Nous devrons donc regarder la traduction de 2008 à la lumière de l'étude parue en 2005 et également de la recension que l'auteur lui-même en a faite en 2008. Dès qu'on aborde la question-clef – Qui sont les nazaréens du Coran ?–, les points communs et les divergences des réponses possibles surgissent.
Certes, les nazaréens (nasârâ) du texte coranique ne peuvent pas être les chrétiens, sauf justement en certains passages de facture douteuse sur lesquels l'auteur ne s'interroge pas, sauf à propos du verset 5,51 (p.26) : Ne prenez pas pour amis les juifs et les nasârâ ; ils sont amis les uns des autres.

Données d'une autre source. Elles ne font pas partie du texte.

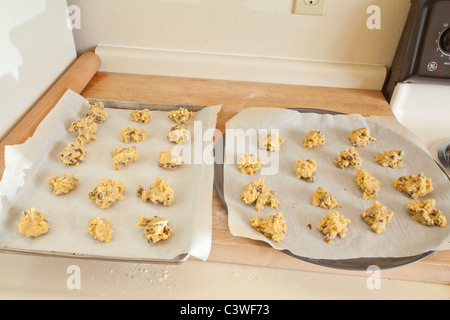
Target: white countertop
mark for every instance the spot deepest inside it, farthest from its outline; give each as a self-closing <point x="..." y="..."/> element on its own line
<point x="27" y="277"/>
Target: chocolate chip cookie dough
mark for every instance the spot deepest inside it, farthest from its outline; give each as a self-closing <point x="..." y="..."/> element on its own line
<point x="274" y="227"/>
<point x="322" y="198"/>
<point x="426" y="213"/>
<point x="313" y="139"/>
<point x="271" y="142"/>
<point x="62" y="184"/>
<point x="180" y="116"/>
<point x="141" y="116"/>
<point x="124" y="156"/>
<point x="107" y="192"/>
<point x="155" y="228"/>
<point x="73" y="154"/>
<point x="100" y="229"/>
<point x="257" y="192"/>
<point x="168" y="161"/>
<point x="306" y="169"/>
<point x="33" y="223"/>
<point x="333" y="225"/>
<point x="414" y="185"/>
<point x="348" y="158"/>
<point x="390" y="158"/>
<point x="132" y="134"/>
<point x="159" y="192"/>
<point x="361" y="137"/>
<point x="377" y="216"/>
<point x="249" y="163"/>
<point x="367" y="183"/>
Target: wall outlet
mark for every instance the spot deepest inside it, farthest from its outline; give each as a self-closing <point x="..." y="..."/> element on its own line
<point x="309" y="7"/>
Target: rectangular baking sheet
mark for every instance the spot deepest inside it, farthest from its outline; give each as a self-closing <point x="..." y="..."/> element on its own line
<point x="28" y="166"/>
<point x="403" y="236"/>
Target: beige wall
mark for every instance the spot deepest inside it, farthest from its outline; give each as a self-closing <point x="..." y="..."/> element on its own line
<point x="261" y="28"/>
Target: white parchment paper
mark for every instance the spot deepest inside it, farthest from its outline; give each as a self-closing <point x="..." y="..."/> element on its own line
<point x="403" y="236"/>
<point x="29" y="165"/>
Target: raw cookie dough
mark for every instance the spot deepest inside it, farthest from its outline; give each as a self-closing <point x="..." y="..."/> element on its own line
<point x="367" y="183"/>
<point x="180" y="116"/>
<point x="131" y="134"/>
<point x="426" y="213"/>
<point x="361" y="137"/>
<point x="377" y="217"/>
<point x="33" y="223"/>
<point x="274" y="227"/>
<point x="100" y="229"/>
<point x="414" y="186"/>
<point x="390" y="158"/>
<point x="271" y="142"/>
<point x="249" y="163"/>
<point x="168" y="161"/>
<point x="322" y="198"/>
<point x="333" y="225"/>
<point x="141" y="116"/>
<point x="155" y="228"/>
<point x="313" y="138"/>
<point x="306" y="169"/>
<point x="85" y="129"/>
<point x="178" y="134"/>
<point x="159" y="192"/>
<point x="97" y="112"/>
<point x="257" y="192"/>
<point x="348" y="158"/>
<point x="62" y="184"/>
<point x="73" y="154"/>
<point x="107" y="192"/>
<point x="124" y="156"/>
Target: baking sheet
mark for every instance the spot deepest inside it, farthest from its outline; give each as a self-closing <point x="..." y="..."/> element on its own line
<point x="403" y="236"/>
<point x="25" y="184"/>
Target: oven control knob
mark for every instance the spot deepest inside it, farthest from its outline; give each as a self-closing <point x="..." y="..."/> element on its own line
<point x="444" y="42"/>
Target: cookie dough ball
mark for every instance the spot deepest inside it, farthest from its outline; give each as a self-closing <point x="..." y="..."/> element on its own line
<point x="390" y="158"/>
<point x="33" y="223"/>
<point x="62" y="184"/>
<point x="155" y="228"/>
<point x="73" y="154"/>
<point x="107" y="192"/>
<point x="179" y="134"/>
<point x="249" y="163"/>
<point x="367" y="183"/>
<point x="271" y="142"/>
<point x="85" y="129"/>
<point x="159" y="192"/>
<point x="348" y="158"/>
<point x="257" y="192"/>
<point x="97" y="112"/>
<point x="313" y="139"/>
<point x="333" y="225"/>
<point x="426" y="213"/>
<point x="414" y="185"/>
<point x="306" y="169"/>
<point x="141" y="116"/>
<point x="361" y="137"/>
<point x="322" y="198"/>
<point x="168" y="161"/>
<point x="377" y="216"/>
<point x="100" y="229"/>
<point x="274" y="227"/>
<point x="180" y="116"/>
<point x="132" y="134"/>
<point x="124" y="156"/>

Ce verset est en contradiction avec un autre de la même sourate al-mâ'ida qui dit : Les amis les plus proches des croyants sont ceux qui disent : nous sommes nasârâ (5,82).
En cela, l'auteur voit simplement "des jugements fluctuants" causés par diverses "expériences concrètes". Il ne lui vient pas à l'esprit que le premier des deux versets a pu être allongé, ce qui saute aux yeux dès qu'on lit : ils sont amis les uns des autres ; où donc dans le Coran les juifs et les chrétiens-nasârâ sont-ils dits être amis les uns des autres ? Le verset redevient cohérent ainsi : Ne prenez pas pour amis les juifs, ils sont amis les uns des autres.
Dès 1996, Antoine Moussali avait démontré la modification apportée au texte en se basant plus spécialement sur la cantilation du verset, qui dévoile une rupture de rythme (imposée par l'ajout) [2]. Il faut voir par ailleurs qu'en tous les passages où apparaît la formule et les nasârâ (ou celle de ou les nasârâ ), ce sont les chrétiens qui sont visés, et tel est effectivement l'acception acquise par le terme de nasârâ au cours du VIIIe siècle.
Une lecture servile
Bien sûr, l'auteur a raison de voir dans le sens coranique premier de ce terme la désignation d'une communauté marginale qui a joué un rôle majeur dans les origines de l'islam ; au reste, beaucoup de traducteurs rendent certaines de ses occurrences par nazaréens et non pas par chrétiens , et certains s'interrogent même sur cette mystérieuse communauté. Mais alors, pourquoi l'auteur veut-il s'obliger à considérer a priori que le texte coranique actuel nous est parvenu intact depuis les origines, et qu'il serait l'œuvre d'un Arabe nommé Muhammad (p.101, 125, 137) ? Pourquoi renoncer ainsi à toute démarche exégétique cohérente ? Cette attitude de lecture servile à l'égard des commentaires islamiques, malgré les contradictions et les impasses qu'ils imposent, court au long du livre.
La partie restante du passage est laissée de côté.